Lecture 5 Flashcards
High-Dimensional Visualization
What are the main goals of high-dimensional data visualization?
Discover patterns in data.
Simplify complex datasets for easier interpretation.
Reduce dimensionality while preserving meaningful information.
What is a heatmap, and why is it useful?
A heatmap is a color-coded image representation of a data matrix.
It visualizes patterns in data matrices, suitable for datasets with up to 1,000 rows/columns.
Example: Visualizing a subset of the mtcars dataset.
What is the function of pheatmap in R?
A library for creating heatmaps.
Supports features like clustering rows and columns.
Example usage:
pheatmap(mat, cluster_rows=TRUE, cluster_cols=TRUE, scale=”column”)
What is the difference between centering and scaling variables?
Centering: Subtract the mean from each value.
Scaling (Z-score normalization): Center the data and divide by the standard deviation.
Purpose: Brings variables to a common scale, improving visualization and numerical stability.
What is clustering, and what are its main types?
Clustering groups observations or variables by similarity.
Two main types:
K-Means Clustering (predefined number of clusters).
Hierarchical Clustering (produces nested clusters visualized as a dendrogram).
Example: Grouping cars in the mtcars dataset by performance and weight.
How does K-means clustering work?
Choose K initial centroids.
Assign each observation to its closest centroid.
Update centroids by averaging observations in each cluster.
Repeat until the centroids stabilize.
Example in R:
k <- 2
X <- scale(mat)
kmeans(X, k, nstart = 20)
What are the limitations of K-means clustering?
Sensitive to initialization (different results with different centroids).
Assumes clusters are isotropic, have similar variance, and are of similar size.
Requires the number of clusters K to be predefined.
What is hierarchical clustering, and how does it differ from K-means?
Hierarchical clustering: Produces a dendrogram showing nested clusters.
No need to predefine the number of clusters.

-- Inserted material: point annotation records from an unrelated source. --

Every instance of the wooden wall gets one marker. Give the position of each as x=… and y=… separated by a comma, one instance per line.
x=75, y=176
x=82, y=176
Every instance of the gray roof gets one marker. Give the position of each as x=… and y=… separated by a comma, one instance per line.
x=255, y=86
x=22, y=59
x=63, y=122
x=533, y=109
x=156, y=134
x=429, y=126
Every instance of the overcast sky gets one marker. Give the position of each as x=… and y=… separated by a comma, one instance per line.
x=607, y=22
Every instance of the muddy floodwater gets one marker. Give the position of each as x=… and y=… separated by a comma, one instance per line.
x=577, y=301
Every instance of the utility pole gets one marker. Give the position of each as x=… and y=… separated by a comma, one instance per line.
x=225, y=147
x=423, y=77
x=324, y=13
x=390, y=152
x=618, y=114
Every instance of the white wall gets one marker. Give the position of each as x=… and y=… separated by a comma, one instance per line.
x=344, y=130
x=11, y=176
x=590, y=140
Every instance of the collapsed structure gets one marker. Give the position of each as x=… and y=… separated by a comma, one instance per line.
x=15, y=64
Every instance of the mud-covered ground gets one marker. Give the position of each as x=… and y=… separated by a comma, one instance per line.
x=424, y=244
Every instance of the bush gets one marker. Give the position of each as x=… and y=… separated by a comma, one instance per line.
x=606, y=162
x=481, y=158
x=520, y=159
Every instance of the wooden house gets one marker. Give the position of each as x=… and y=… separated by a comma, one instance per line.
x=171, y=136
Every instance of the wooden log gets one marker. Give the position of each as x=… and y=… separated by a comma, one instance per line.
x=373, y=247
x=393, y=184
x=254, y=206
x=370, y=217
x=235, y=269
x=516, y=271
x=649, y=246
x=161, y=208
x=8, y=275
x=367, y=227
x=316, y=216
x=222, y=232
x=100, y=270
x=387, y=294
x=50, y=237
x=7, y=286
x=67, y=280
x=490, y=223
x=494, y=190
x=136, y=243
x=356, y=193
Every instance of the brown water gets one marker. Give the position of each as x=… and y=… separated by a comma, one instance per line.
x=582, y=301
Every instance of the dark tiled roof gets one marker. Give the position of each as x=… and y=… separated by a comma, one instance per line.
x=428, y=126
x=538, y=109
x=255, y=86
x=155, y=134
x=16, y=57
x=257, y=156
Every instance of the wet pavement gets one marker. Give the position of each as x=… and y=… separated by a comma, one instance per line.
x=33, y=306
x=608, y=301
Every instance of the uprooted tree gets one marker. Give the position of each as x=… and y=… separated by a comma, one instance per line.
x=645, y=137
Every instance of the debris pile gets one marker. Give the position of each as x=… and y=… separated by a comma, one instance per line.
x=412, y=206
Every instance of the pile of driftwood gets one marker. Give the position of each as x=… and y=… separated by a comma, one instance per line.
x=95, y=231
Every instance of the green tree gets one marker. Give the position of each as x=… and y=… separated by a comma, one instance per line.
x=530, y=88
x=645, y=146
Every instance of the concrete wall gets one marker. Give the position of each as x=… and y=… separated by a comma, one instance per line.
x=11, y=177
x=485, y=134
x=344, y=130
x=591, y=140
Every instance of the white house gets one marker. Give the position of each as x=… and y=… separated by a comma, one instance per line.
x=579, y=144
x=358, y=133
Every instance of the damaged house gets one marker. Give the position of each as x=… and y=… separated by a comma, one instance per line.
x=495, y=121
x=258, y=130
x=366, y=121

Time complexity is quadratic, compared to K-means’ linear complexity.
R Implementation:
d <- dist(X) # Compute pairwise distances
hc <- hclust(d, method = “complete”) # Perform clustering
plot(hc) # Plot dendrogram
What is the Rand Index used for?
Measures similarity between two clustering results.
Values range from 0 (no similarity) to 1 (identical clusters).
Example Calculation:
For two partitions of elements {A, B, C, D}, if 3 out of 6 pairs agree:
R = (3 agreements) / (6 total pairs) = 0.5
What is Principal Component Analysis (PCA)?
A dimensionality reduction technique.
Projects high-dimensional data onto a lower-dimensional subspace.
Retains the maximum variance in fewer dimensions.
How is the first principal component (PC1) defined?
PC1 is the direction that maximizes the variance of the projected data.
It is found by solving:
max Σ ||pᵀ(xᵢ)||² subject to ||w|| = 1
What are the key properties of PCA?
Principal components are orthogonal (uncorrelated).
The first component (PC1) captures the most variance.
PCA planes are nested (PC1 ⊆ PC2 ⊆ …).
How is PCA performed in R?
pca_res <- prcomp(mat, center=TRUE, scale.=TRUE)
summary(pca_res) # View explained variance
biplot(pca_res) # Visualize projection
What is the “scree plot” in PCA?
A plot showing the variance explained by each principal component.
Helps decide how many components to retain (look for the “elbow”).
What are some limitations of PCA, and what are nonlinear alternatives?
Limitations: PCA assumes linear relationships. It may fail when data lies on a curved surface (e.g., parabola).
Alternatives:
Kernel PCA
t-SNE
UMAP
What are the key takeaways from clustering and PCA?
Clustering and PCA are unsupervised learning techniques.
Both are exploratory tools to derive hypotheses.
Results are subjective and require independent validation.